After using a combination of Angus and Horned Hereford cattle, sourced from leading Midwestern operations, the Gundys began to find success in the Brangus female, driving them to the breed in the early 2000s. They found over time, the Brangus influence introduced more fleshing ability into the herd and came with less hair and eye problems, equating to cows being bred back quicker and turning more pounds to sell on payday. “I really can’t explain it,” says Gundy. “I’ve just always liked the Brangus breed. From my childhood on, there’s no other explanation. As we began our herd, the biggest thing I noticed was the hair quality on the Brangus influenced females. I found that on fescue country, the Angus cow was just retaining her hair so much worse, which is why I started to make the switch in the first place. We tried Hereford cattle as an experiment. But, in the summer when it’s 100 degrees outside, you’ll see the British cattle in the pond, while the eared cattle are out grazing on pasture. To me, that equates to pounds, or more simply put, dollars in my pocket.” For many producers raising cattle in the fescue belt, breed-back time is critical. Fescue as a forage naturally increases the body temperature of an animal, making summer breeding for spring calf crops a challenge. The Bar G crew found an extra shot of Bos indicus allowed the Brangus female to withstand those challenges, not missing a beat in the game of reproductive fertility or soundness. It wasn’t long until they began wanting more from the 3/8 x 5/8 secret.
“As the Gundys began to turn their bull battery over exclusively to Brangus and Ultrablack bulls, their satisfaction with the breed never wavered,” recalls Gariss. “In fact, satisfaction increased as they learned the value that EPDs brought to the herd, particularly on the steer side.” The Gundys take bull selection seriously. Rivaling many registered producers in their herd sire selection, they understand the value their bull battery provides to their cowherd and the type and kind of bull that they need to succeed in their environment, both physically and financially. “A bull is 50% of your calf crop and your income,” states Gundy. “And truly, if you retain heifers like we do, your bull influence starts to be 75% of your herd very quickly. I can look across my cowherd and honestly say that there’s not a single cow we own that we didn’t raise. So, for us, selecting a bull is the primary driver of the future of our herd.” The Gundys were seeing such success in the use of EPDs on their sire selection, they decided to double down, selecting bulls that ranked in the top 35% of the breed in as many traits as possible.
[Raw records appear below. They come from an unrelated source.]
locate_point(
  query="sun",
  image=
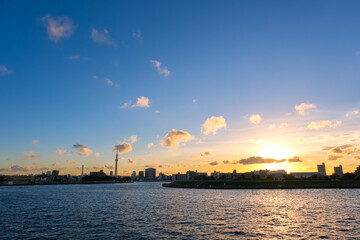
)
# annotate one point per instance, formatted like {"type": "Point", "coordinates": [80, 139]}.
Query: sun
{"type": "Point", "coordinates": [276, 152]}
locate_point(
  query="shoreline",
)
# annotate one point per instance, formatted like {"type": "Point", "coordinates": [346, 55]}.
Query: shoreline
{"type": "Point", "coordinates": [258, 184]}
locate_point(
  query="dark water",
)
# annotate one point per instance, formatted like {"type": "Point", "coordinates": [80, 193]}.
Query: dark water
{"type": "Point", "coordinates": [148, 211]}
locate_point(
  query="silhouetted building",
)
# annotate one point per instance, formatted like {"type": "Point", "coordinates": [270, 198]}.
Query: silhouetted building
{"type": "Point", "coordinates": [304, 174]}
{"type": "Point", "coordinates": [179, 177]}
{"type": "Point", "coordinates": [190, 175]}
{"type": "Point", "coordinates": [338, 171]}
{"type": "Point", "coordinates": [116, 160]}
{"type": "Point", "coordinates": [150, 173]}
{"type": "Point", "coordinates": [133, 175]}
{"type": "Point", "coordinates": [322, 169]}
{"type": "Point", "coordinates": [98, 174]}
{"type": "Point", "coordinates": [357, 171]}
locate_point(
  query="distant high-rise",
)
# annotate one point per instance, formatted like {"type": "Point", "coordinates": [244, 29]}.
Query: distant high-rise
{"type": "Point", "coordinates": [150, 173]}
{"type": "Point", "coordinates": [116, 160]}
{"type": "Point", "coordinates": [322, 169]}
{"type": "Point", "coordinates": [338, 171]}
{"type": "Point", "coordinates": [141, 175]}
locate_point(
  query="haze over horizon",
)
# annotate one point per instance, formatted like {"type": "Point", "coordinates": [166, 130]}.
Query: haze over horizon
{"type": "Point", "coordinates": [179, 86]}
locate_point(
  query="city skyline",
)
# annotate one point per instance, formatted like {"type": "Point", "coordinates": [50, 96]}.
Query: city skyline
{"type": "Point", "coordinates": [221, 91]}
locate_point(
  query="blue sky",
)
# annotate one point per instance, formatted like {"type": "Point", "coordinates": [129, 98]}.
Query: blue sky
{"type": "Point", "coordinates": [232, 59]}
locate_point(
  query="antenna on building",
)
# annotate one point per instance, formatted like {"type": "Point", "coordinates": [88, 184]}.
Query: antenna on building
{"type": "Point", "coordinates": [116, 160]}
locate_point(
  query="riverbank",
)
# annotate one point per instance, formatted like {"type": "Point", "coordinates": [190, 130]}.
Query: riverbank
{"type": "Point", "coordinates": [264, 184]}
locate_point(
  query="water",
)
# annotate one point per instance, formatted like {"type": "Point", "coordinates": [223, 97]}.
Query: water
{"type": "Point", "coordinates": [149, 211]}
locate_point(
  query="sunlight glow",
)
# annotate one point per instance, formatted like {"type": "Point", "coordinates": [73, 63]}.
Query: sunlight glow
{"type": "Point", "coordinates": [275, 152]}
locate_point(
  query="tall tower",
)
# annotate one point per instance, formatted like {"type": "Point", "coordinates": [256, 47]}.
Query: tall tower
{"type": "Point", "coordinates": [116, 159]}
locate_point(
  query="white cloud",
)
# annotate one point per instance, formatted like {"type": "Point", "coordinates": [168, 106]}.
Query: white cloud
{"type": "Point", "coordinates": [58, 28]}
{"type": "Point", "coordinates": [123, 147]}
{"type": "Point", "coordinates": [353, 113]}
{"type": "Point", "coordinates": [4, 70]}
{"type": "Point", "coordinates": [322, 124]}
{"type": "Point", "coordinates": [206, 154]}
{"type": "Point", "coordinates": [82, 150]}
{"type": "Point", "coordinates": [302, 107]}
{"type": "Point", "coordinates": [174, 137]}
{"type": "Point", "coordinates": [255, 118]}
{"type": "Point", "coordinates": [111, 83]}
{"type": "Point", "coordinates": [142, 102]}
{"type": "Point", "coordinates": [213, 124]}
{"type": "Point", "coordinates": [282, 125]}
{"type": "Point", "coordinates": [132, 139]}
{"type": "Point", "coordinates": [60, 152]}
{"type": "Point", "coordinates": [102, 37]}
{"type": "Point", "coordinates": [162, 70]}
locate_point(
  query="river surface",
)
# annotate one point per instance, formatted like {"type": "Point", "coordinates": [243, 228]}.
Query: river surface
{"type": "Point", "coordinates": [149, 211]}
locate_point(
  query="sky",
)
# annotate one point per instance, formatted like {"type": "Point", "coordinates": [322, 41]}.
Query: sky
{"type": "Point", "coordinates": [179, 85]}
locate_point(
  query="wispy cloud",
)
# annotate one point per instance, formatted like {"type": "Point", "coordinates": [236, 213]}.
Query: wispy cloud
{"type": "Point", "coordinates": [82, 150]}
{"type": "Point", "coordinates": [30, 154]}
{"type": "Point", "coordinates": [213, 124]}
{"type": "Point", "coordinates": [261, 160]}
{"type": "Point", "coordinates": [322, 124]}
{"type": "Point", "coordinates": [18, 168]}
{"type": "Point", "coordinates": [110, 82]}
{"type": "Point", "coordinates": [60, 152]}
{"type": "Point", "coordinates": [274, 126]}
{"type": "Point", "coordinates": [174, 137]}
{"type": "Point", "coordinates": [206, 154]}
{"type": "Point", "coordinates": [59, 27]}
{"type": "Point", "coordinates": [255, 118]}
{"type": "Point", "coordinates": [102, 37]}
{"type": "Point", "coordinates": [303, 107]}
{"type": "Point", "coordinates": [4, 70]}
{"type": "Point", "coordinates": [142, 102]}
{"type": "Point", "coordinates": [150, 145]}
{"type": "Point", "coordinates": [132, 139]}
{"type": "Point", "coordinates": [162, 70]}
{"type": "Point", "coordinates": [123, 147]}
{"type": "Point", "coordinates": [72, 161]}
{"type": "Point", "coordinates": [353, 113]}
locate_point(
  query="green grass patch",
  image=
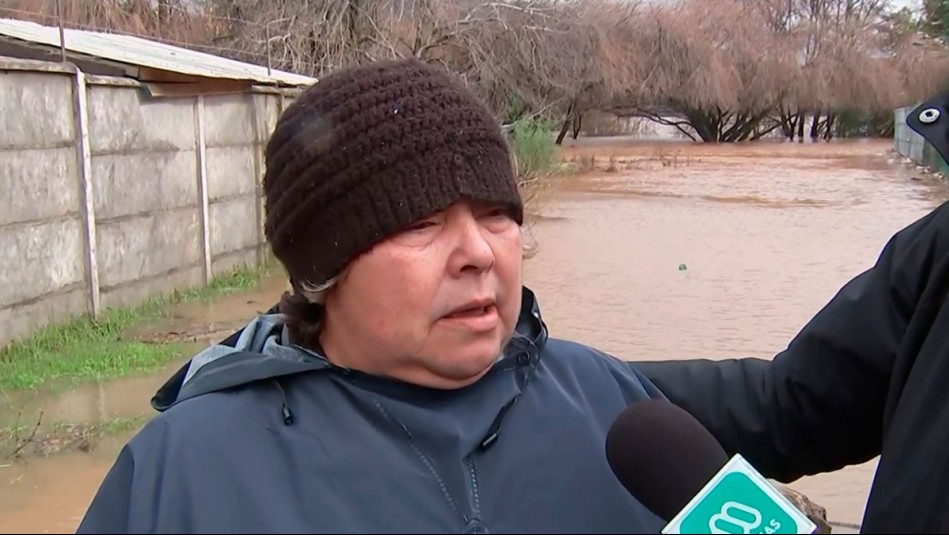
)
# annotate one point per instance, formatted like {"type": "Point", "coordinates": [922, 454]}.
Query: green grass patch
{"type": "Point", "coordinates": [88, 349]}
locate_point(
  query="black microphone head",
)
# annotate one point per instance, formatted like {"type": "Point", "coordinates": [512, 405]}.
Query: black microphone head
{"type": "Point", "coordinates": [662, 455]}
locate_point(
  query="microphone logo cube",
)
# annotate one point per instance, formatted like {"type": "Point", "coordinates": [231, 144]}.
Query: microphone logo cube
{"type": "Point", "coordinates": [739, 500]}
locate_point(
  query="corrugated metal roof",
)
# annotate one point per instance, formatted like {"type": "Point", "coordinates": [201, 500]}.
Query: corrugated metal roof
{"type": "Point", "coordinates": [140, 52]}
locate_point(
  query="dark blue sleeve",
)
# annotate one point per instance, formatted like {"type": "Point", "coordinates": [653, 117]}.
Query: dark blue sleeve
{"type": "Point", "coordinates": [110, 507]}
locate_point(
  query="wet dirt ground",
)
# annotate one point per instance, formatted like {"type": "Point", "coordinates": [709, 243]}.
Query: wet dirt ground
{"type": "Point", "coordinates": [660, 250]}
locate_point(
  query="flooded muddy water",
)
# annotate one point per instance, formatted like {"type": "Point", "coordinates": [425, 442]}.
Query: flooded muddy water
{"type": "Point", "coordinates": [664, 250]}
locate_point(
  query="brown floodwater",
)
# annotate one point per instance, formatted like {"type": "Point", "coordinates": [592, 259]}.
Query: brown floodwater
{"type": "Point", "coordinates": [661, 250]}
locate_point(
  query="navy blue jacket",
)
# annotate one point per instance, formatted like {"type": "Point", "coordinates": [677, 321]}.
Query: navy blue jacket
{"type": "Point", "coordinates": [263, 436]}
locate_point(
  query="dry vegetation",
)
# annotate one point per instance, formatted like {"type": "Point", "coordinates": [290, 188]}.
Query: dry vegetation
{"type": "Point", "coordinates": [720, 70]}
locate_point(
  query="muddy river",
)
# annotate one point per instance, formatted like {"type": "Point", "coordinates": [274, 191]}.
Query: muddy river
{"type": "Point", "coordinates": [661, 250]}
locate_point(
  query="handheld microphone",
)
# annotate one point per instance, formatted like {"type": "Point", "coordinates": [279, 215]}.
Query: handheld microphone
{"type": "Point", "coordinates": [667, 460]}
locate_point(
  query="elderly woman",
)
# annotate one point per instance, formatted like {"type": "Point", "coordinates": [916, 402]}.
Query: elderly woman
{"type": "Point", "coordinates": [409, 383]}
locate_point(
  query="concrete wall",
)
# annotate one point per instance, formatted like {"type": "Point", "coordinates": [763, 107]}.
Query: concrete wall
{"type": "Point", "coordinates": [911, 145]}
{"type": "Point", "coordinates": [143, 163]}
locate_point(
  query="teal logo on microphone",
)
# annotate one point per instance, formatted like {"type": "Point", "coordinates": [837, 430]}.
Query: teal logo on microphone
{"type": "Point", "coordinates": [739, 500]}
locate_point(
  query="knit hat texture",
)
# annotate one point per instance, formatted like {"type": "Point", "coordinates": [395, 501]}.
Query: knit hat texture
{"type": "Point", "coordinates": [369, 150]}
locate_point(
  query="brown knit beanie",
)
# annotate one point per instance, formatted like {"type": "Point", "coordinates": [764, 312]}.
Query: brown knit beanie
{"type": "Point", "coordinates": [368, 150]}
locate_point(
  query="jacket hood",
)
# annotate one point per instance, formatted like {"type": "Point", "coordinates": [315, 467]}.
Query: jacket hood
{"type": "Point", "coordinates": [262, 350]}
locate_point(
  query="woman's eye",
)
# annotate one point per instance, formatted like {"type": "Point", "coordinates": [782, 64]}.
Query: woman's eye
{"type": "Point", "coordinates": [421, 225]}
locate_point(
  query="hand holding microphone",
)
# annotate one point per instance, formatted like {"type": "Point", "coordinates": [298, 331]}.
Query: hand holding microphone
{"type": "Point", "coordinates": [676, 468]}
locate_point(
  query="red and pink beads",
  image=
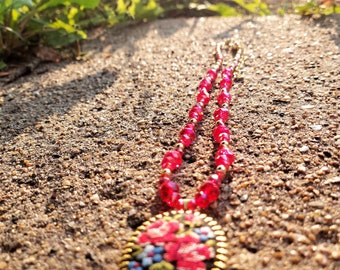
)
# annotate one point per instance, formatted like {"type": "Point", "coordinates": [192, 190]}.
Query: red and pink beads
{"type": "Point", "coordinates": [209, 191]}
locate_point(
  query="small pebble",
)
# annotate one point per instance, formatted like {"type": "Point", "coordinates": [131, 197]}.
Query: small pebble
{"type": "Point", "coordinates": [321, 259]}
{"type": "Point", "coordinates": [295, 258]}
{"type": "Point", "coordinates": [244, 198]}
{"type": "Point", "coordinates": [317, 204]}
{"type": "Point", "coordinates": [307, 107]}
{"type": "Point", "coordinates": [304, 149]}
{"type": "Point", "coordinates": [95, 198]}
{"type": "Point", "coordinates": [301, 169]}
{"type": "Point", "coordinates": [3, 265]}
{"type": "Point", "coordinates": [333, 180]}
{"type": "Point", "coordinates": [335, 255]}
{"type": "Point", "coordinates": [316, 127]}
They aimed to select for traits that would allow calves to come easy, grow fast, and hang a high-valued carcass on the rail, without sacrificing reproductive efficiency in their keeper heifers. “I look for a bull that is well-rounded,” comments Gundy. “I look for a bull that will produce a good cow and throw calves that are heavy at yearling so when we sell our steers, we get a maximum return. I want the buyer of my calves to have a good experience, so I want
a bull with high carcass EPDs. I want a bull that can sire calves that feedyard buyers are actively looking for. For the most part, I just try to stay on the topside of average across the board when it comes to EPDs. I put a lot of work into keeping the spectrum balanced. I’m keeping my heifers and keeping confidence in my steer buyers.” And, promising carcass results the Gundys proved. Over the years, the Gundys have retained ownership on hundreds of cattle through to the feedyard, seeing great success in the carcass quality of their Brangus-influenced fat steers. Data from several pens of cattle sourced from the Bar G operation showed cattle grading 95-100% Choice grade, or better. In fact, the they won the 2018 IBBA Carcass Merit Challenge award for their high valued, parent-verified progeny. “The real testament to the success of the Bar G operation is the sustainability it has provided their family,” remarks Gariss. “The Gundys have been able to raise their family and expand their ranch solely in the cattle business. Not a dollar comes in or goes out that doesn’t touch a cow, and in today’s day and time that’s just very rare. Cow sense, business expertise, and hard work turned these rancher’s dreams into reality.”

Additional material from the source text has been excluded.